しかし、この軍団ごとの色分けは制定から2年足らずの1972年ごろに廃止され、それ以降タブの色は軍団に関係なく全て「青」で統一される事となります。
※複数の研究者による検証・ベテランの証言などから、全ての軍団が青で統一されたとするRepublic of Vietnam Historical Societyの見解はどうやら誤りであったようです。

[2018年6月4日追記]
軍団タブについては新たに記事にしましたのでこちらをご覧ください。

部隊識別色

部隊識別色
▲レンジャー群・大隊タブの使用例。第33レンジャー群第83国境レンジャー大隊[※2018年5月6日追記]

部隊識別色
レンジャー群・大隊タブと同じ場所に、同じような色付きのタブが付いている例が見られますが、これらは部隊を示す数字が入っておらず、色も軍団を示すものではありません。恐らくは各部隊が独自に作った、役職などを示すタブと思われます。群・大隊タブと非常に紛らわしいので要注意。


[2018年6月4日追記]
軍団タブ以前に使用されていた色付き大隊タブ・ネームテープについて新たに記事にしました。

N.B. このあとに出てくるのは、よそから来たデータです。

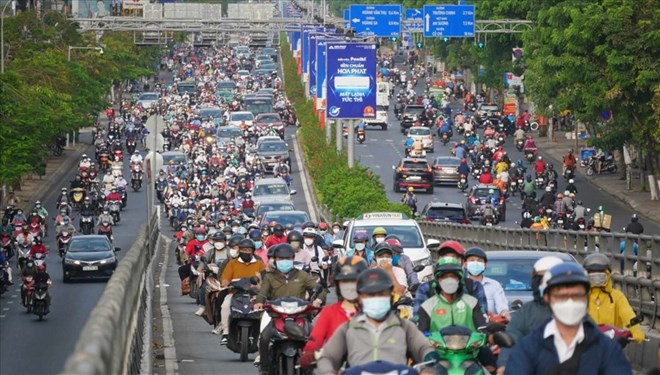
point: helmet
(476, 252)
(294, 235)
(597, 262)
(564, 274)
(374, 280)
(349, 268)
(283, 250)
(447, 264)
(246, 243)
(452, 246)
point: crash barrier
(112, 340)
(635, 264)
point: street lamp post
(2, 37)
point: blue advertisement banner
(351, 80)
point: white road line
(303, 179)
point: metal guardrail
(112, 341)
(637, 275)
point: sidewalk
(639, 200)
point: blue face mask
(376, 307)
(476, 268)
(285, 265)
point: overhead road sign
(376, 20)
(452, 21)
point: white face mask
(348, 290)
(569, 312)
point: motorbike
(39, 300)
(292, 322)
(244, 321)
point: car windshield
(409, 235)
(271, 189)
(242, 117)
(445, 213)
(89, 245)
(513, 274)
(272, 147)
(294, 218)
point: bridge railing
(112, 340)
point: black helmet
(218, 236)
(349, 268)
(294, 235)
(476, 252)
(597, 262)
(246, 243)
(255, 235)
(564, 274)
(374, 280)
(234, 240)
(283, 250)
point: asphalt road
(28, 346)
(384, 149)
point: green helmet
(448, 264)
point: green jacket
(295, 284)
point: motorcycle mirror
(503, 339)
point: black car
(415, 173)
(91, 256)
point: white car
(407, 230)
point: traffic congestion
(257, 283)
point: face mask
(348, 290)
(569, 312)
(476, 268)
(597, 279)
(285, 265)
(449, 285)
(376, 307)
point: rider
(576, 346)
(346, 272)
(375, 334)
(283, 281)
(608, 305)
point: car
(148, 99)
(269, 189)
(238, 117)
(444, 212)
(271, 152)
(513, 270)
(90, 256)
(400, 225)
(274, 205)
(295, 218)
(424, 135)
(475, 201)
(445, 169)
(415, 173)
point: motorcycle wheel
(245, 342)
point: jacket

僕が今現在把握している情報は以上になります。こういう地味な徽章に関してはまだまだ分からない事だらけなので、今後も地道に情報収集していこうと思います。



おまけ

突然ですが、色の話をしたのでラルクのVivid Colors。昨日車を運転しながら歌ってたら、またカラオケ行きたいモードに入ってきたので。

う~ん、最高。久しぶりに一人カラオケ行っちゃお~。うふふ。